Our new president is very public about his disdain for CEO salaries, and as I read in today's Wall St. Journal, Sen. Claire McCaskill (D., Mo.) has now introduced a bill to limit CEO salary to no more than what the president earns: $400k a year. The next sentence was a classic and I applaud the authors of the story for putting it in there: "In 2007, Goldman Sachs Group Inc. Chief Executive Lloyd Blankfein earned that much in about two days."

Two days!

I gotta get me one of them jobs.

Thursday, January 29, 2009

New Fico Credit Score

An article in the Wall Street Journal caught my attention on the train in to work today. I'd heard the credit bureaus were coming up with a new credit score calculation called "FICO 08", but I wasn't sure when it was coming into play. According to the article, TransUnion is going to begin offering the score today, but it could be months or years before it comes into common use and consumers can find out their own scores.

Supposedly the new methodology will make credit scores more accurate at predicting defaults, which will allow lenders such as mortgage companies to more properly price loans to consumers.

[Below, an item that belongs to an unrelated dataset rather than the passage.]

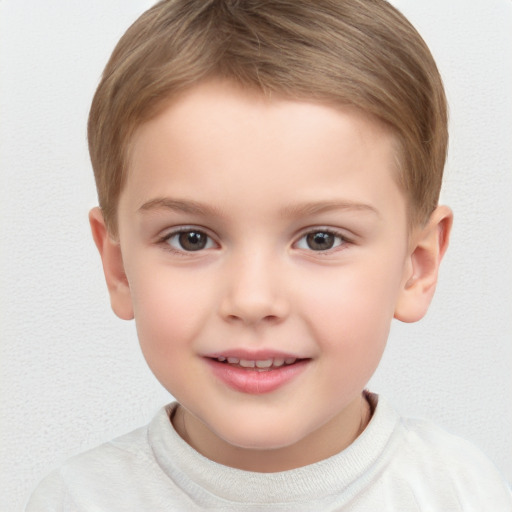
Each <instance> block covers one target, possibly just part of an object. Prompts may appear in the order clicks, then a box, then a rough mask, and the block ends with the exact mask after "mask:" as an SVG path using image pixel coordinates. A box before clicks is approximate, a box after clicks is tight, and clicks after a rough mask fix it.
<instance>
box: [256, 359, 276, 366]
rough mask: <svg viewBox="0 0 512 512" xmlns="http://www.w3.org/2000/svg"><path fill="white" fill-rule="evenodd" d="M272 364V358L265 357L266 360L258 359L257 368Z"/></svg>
mask: <svg viewBox="0 0 512 512" xmlns="http://www.w3.org/2000/svg"><path fill="white" fill-rule="evenodd" d="M271 366H272V359H265V361H256V367H257V368H270V367H271Z"/></svg>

My FICO score is very high (I don't think much has changed since the last time I looked at it), but the problem I've run into being in my late 20s is that my credit history is relatively short, which worked against my credit score. From what I've read in the article, FICO 08 is supposed to correct this somewhat:

"The score, which will still range from 300 to 850 -- the higher, the better --
is fine-tuned to do a deeper analysis of subprime borrowers or those with "thin"
or young credit histories, according to Fair Isaac. More consumers with accounts
in good standing should also see their scores increase slightly, says Tom Quinn,
vice president of global scoring solutions at Fair Isaac. Overall, Fair Isaac
predicts FICO 08 will improve the accuracy of lending decisions by as much as
15%."


Not life-changing news by any stretch of the imagination, but as someone who is potentially in the market to buy a home, it piqued my interest.